Viele österreichische Banken verrechnen Negativzinsen für Firmenkunden, das heißt, wer Geld am Konto hat, bekommt nichts dafür, sondern es wird ihm noch etwas gezogen. Diese Praxis war bekannt, neu ist allerdings, dass nun eine Bank einem Geschäftskunden bereits ab einer Einlage von 15.000 Euro dieses "Verwahrentgelt" berechnen will.
Konkret geht es um die Raiffeisenlandesbank (RLB) NÖ-Wien, die einem Bankkunden per Brief ihr Vorhaben mitgeteilt hat: Von Dezember an werde auf seinem Geschäftskonto ab einem Betrag von 15.000,01 Euro ein "monatliches Verwahrentgelt von 0,50 Prozent per anno" verrechnet. Diese Änderung werde ab 1. Dezember wirksam, die Zustimmung "gilt als erteilt", wenn der Kunde nicht bis 30. November schriftlich widerspricht. Auf APA-Anfrage bestätigte eine Sprecherin des Instituts: Ab 15.000,01 Euro werde ein Verwahrentgelt in Höhe von 0,50 Prozent per anno verrechnet, das gelte für Neu- und Bestandskunden. Davon abweichende individuelle Vereinbarungen würden unter Berücksichtigung der gesamten Kundenbeziehung getroffen.

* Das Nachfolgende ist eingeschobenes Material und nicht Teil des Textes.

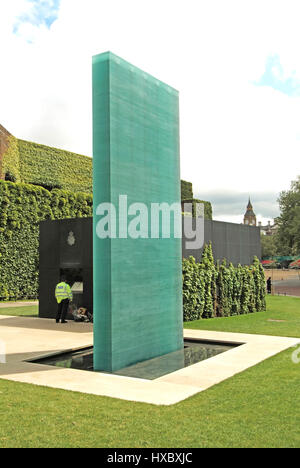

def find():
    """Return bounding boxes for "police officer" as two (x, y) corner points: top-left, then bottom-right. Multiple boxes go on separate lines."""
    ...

(55, 276), (73, 323)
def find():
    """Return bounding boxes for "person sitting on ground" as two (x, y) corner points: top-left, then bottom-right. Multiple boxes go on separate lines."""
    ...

(55, 276), (73, 323)
(72, 307), (93, 322)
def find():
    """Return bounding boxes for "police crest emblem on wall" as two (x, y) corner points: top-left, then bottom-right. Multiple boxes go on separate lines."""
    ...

(67, 231), (76, 247)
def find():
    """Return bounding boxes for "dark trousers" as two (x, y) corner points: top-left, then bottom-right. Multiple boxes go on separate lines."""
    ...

(56, 299), (70, 322)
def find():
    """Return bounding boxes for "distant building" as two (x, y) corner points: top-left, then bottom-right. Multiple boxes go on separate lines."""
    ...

(244, 197), (256, 226)
(258, 221), (278, 236)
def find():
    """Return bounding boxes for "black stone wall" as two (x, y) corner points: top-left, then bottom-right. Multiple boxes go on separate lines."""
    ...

(39, 218), (261, 318)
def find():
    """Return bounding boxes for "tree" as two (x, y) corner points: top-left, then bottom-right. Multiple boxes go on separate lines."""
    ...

(276, 176), (300, 255)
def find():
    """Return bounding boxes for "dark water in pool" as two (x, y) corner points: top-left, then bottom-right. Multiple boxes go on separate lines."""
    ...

(33, 340), (237, 380)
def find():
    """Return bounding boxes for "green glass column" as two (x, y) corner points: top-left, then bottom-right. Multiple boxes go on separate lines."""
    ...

(93, 52), (183, 372)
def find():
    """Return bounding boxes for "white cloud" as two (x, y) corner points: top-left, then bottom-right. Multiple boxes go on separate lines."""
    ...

(0, 0), (300, 223)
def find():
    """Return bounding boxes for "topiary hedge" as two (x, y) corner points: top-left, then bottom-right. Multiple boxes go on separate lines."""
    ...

(182, 241), (266, 322)
(0, 136), (93, 193)
(0, 180), (93, 300)
(181, 180), (194, 200)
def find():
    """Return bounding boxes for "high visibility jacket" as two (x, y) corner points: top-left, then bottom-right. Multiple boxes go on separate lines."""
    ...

(55, 283), (73, 304)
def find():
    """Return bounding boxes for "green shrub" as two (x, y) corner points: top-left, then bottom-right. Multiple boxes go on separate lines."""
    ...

(0, 180), (93, 300)
(181, 180), (194, 200)
(183, 245), (266, 322)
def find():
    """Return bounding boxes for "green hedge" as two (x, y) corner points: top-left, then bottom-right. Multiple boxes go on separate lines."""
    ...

(2, 136), (93, 193)
(182, 245), (266, 322)
(181, 180), (194, 200)
(181, 198), (212, 219)
(0, 181), (93, 300)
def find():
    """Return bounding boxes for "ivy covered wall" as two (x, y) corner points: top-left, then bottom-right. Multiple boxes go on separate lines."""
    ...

(0, 180), (93, 301)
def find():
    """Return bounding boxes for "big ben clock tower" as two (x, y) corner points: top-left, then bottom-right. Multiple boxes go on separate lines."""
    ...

(244, 197), (256, 226)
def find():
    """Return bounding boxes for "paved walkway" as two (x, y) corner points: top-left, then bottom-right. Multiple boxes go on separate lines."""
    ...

(0, 316), (300, 405)
(0, 301), (39, 309)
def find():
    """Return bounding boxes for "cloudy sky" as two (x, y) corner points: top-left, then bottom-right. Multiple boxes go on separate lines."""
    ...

(0, 0), (300, 222)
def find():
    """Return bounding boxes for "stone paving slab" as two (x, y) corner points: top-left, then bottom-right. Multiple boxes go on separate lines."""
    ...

(0, 316), (300, 405)
(0, 301), (39, 309)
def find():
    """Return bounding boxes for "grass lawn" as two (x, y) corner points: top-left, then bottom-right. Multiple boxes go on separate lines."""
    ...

(184, 296), (300, 338)
(0, 297), (300, 448)
(0, 306), (39, 317)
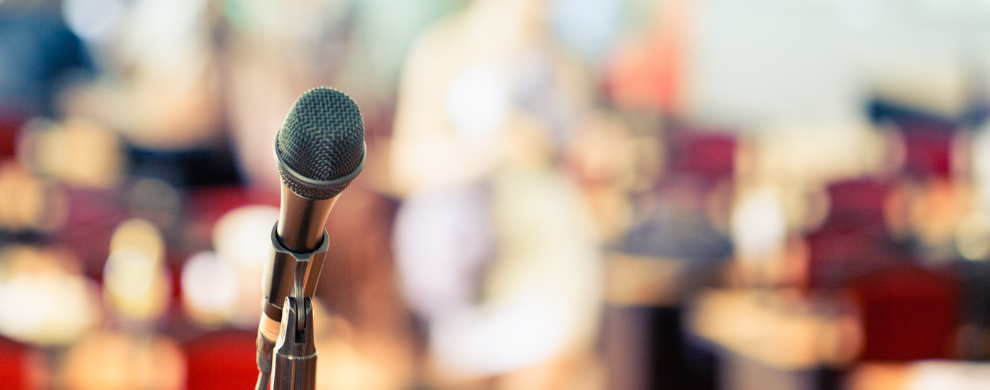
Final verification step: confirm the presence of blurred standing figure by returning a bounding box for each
[390,0,600,389]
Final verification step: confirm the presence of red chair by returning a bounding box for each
[848,264,960,361]
[183,330,258,390]
[0,337,30,390]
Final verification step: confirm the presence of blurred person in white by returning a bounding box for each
[390,0,600,389]
[55,218,186,390]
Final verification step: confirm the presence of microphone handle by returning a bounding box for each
[277,183,340,253]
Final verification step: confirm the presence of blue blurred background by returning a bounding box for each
[0,0,990,390]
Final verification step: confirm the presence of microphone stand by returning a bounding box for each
[255,228,329,390]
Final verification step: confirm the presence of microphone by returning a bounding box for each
[257,87,366,389]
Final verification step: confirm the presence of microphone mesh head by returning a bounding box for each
[275,87,364,199]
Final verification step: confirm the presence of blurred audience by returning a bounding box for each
[0,0,990,390]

Die Freiheitliche Wirtschaft ist empört: "Das ist völliger Irrsinn", kommentiert der Bundesobmann der Freiheitlichen Wirtschaft, Matthias Krenn, am Freitag in einer Aussendung. Er fordert die Bundesregierung auf, "derartige Praktiken zur Schädigung des Wirtschaftsstandorts, des Arbeitsmarkts und des Wohlstands in Österreich umgehend abzustellen".
Wie es andere Institute handhaben
Bei der Bank Austria heißt es zu dem Thema zur APA, man wende für institutionelle Kunden, Kunden des öffentlichen Sektors und Firmenkunden mit hohen Einlagen in erster Linie alternative Anlagelösungen und Vergütungsmodelle an, die mit den Kunden abgestimmt würden. "Darüber hinaus verrechnen wir für Firmenkunden, institutionelle und Public-Sector-Kunden nach individueller Vereinbarung eine Verwahrgebühr für große Guthaben, auf jeden Fall aber nicht für Guthaben unter 100.000 Euro."

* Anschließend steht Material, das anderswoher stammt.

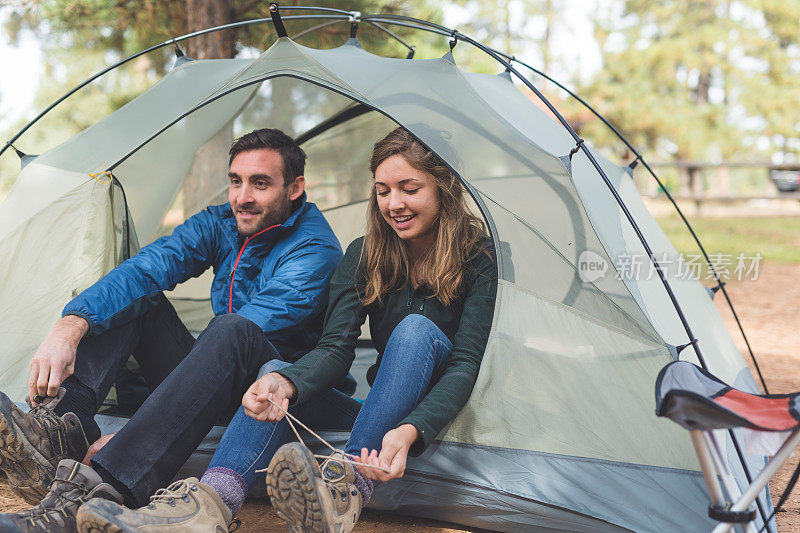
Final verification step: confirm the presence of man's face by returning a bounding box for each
[228,149,305,237]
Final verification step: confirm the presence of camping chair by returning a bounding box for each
[656,361,800,533]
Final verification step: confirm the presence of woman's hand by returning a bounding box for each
[355,424,419,481]
[242,372,297,422]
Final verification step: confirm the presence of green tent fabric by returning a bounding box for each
[0,38,770,531]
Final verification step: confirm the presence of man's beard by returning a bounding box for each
[236,198,292,238]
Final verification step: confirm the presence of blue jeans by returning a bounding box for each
[208,315,453,488]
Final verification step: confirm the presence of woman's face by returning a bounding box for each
[375,154,440,252]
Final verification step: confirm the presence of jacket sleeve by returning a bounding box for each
[236,239,342,342]
[61,210,220,335]
[395,247,497,456]
[277,238,367,403]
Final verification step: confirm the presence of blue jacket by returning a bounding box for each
[62,193,342,360]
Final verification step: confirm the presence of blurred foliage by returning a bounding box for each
[573,0,800,162]
[6,0,800,189]
[0,0,447,191]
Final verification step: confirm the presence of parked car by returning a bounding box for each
[769,169,800,192]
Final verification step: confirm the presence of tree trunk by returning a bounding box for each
[186,0,236,59]
[182,0,236,217]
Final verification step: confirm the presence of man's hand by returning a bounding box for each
[242,372,297,422]
[28,315,89,407]
[355,424,419,481]
[81,433,116,465]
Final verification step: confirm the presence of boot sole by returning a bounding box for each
[75,505,130,533]
[0,392,55,505]
[267,442,333,533]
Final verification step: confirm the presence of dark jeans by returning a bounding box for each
[56,296,280,506]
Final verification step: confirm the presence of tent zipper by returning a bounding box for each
[228,224,280,313]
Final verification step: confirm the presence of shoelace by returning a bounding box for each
[20,476,86,526]
[147,479,190,509]
[256,398,390,474]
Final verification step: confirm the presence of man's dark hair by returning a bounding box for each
[228,128,307,186]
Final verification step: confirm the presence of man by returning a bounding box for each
[0,129,342,532]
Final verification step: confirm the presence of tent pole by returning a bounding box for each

Bei der BAWAG wird darauf verwiesen, dass das Institut - wie alle Banken - seit geraumer Zeit einen Negativzins von 0,5 Prozent per anno für alle Gelder zahlt, die aus aufsichtsrechtlichen Gründen bei der Europäischen Zentralbank (EZB) verwahrt werden müssen, z. B. Sichteinlagen oder Tagesgelder. Bis vor kurzem habe man diese Kosten nicht an die Kunden weitergegeben. Schließlich habe man die Verzinsung des Guthabens auf Business-Girokonten adaptiert: Die Verrechnung des Zinssatzes erfolge seit 1. Juli 2021 bis auf Weiteres für jedes Quartal im Nachhinein über das jeweilige Business-Konto. "Ob Negativzinsen (in Höhe von -0,5 Prozent) für Geschäftskunden verrechnet werden, richtet sich nach der Gesamtbetrachtung der Geschäftsbeziehung", so die BAWAG in ihrer Stellungnahme zur APA.
Auch bei der Erste gibt es die "Verwahrgebühr": Bei neu eröffneten Giro-/Wertpapierverrechnungskonten für Kommerzkunden von Erste Bank Oesterreich und Erste Group erhebe man seit Mai 2021 oberhalb einer Freibetragsgrenze von 100.000 Euro eine Verwahrgebühr. Bei bestehenden Kommerzkunden passe man diese Verwahrgebühr sukzessive an. Die Sparkassen hätten teilweise individuelle Regelungen. "Der verrechnete Zinssatz liegt bei 0,5 Prozent und ist somit ident mit dem EZB-Zinssatz, den wir für die Verwahrung durch die EZB zahlen", heißt es in einer Stellungnahme der Erste zur APA. Die betroffenen Kunden würden beim Liquiditätsmanagement beraten und über alternative Veranlagungsformen informiert.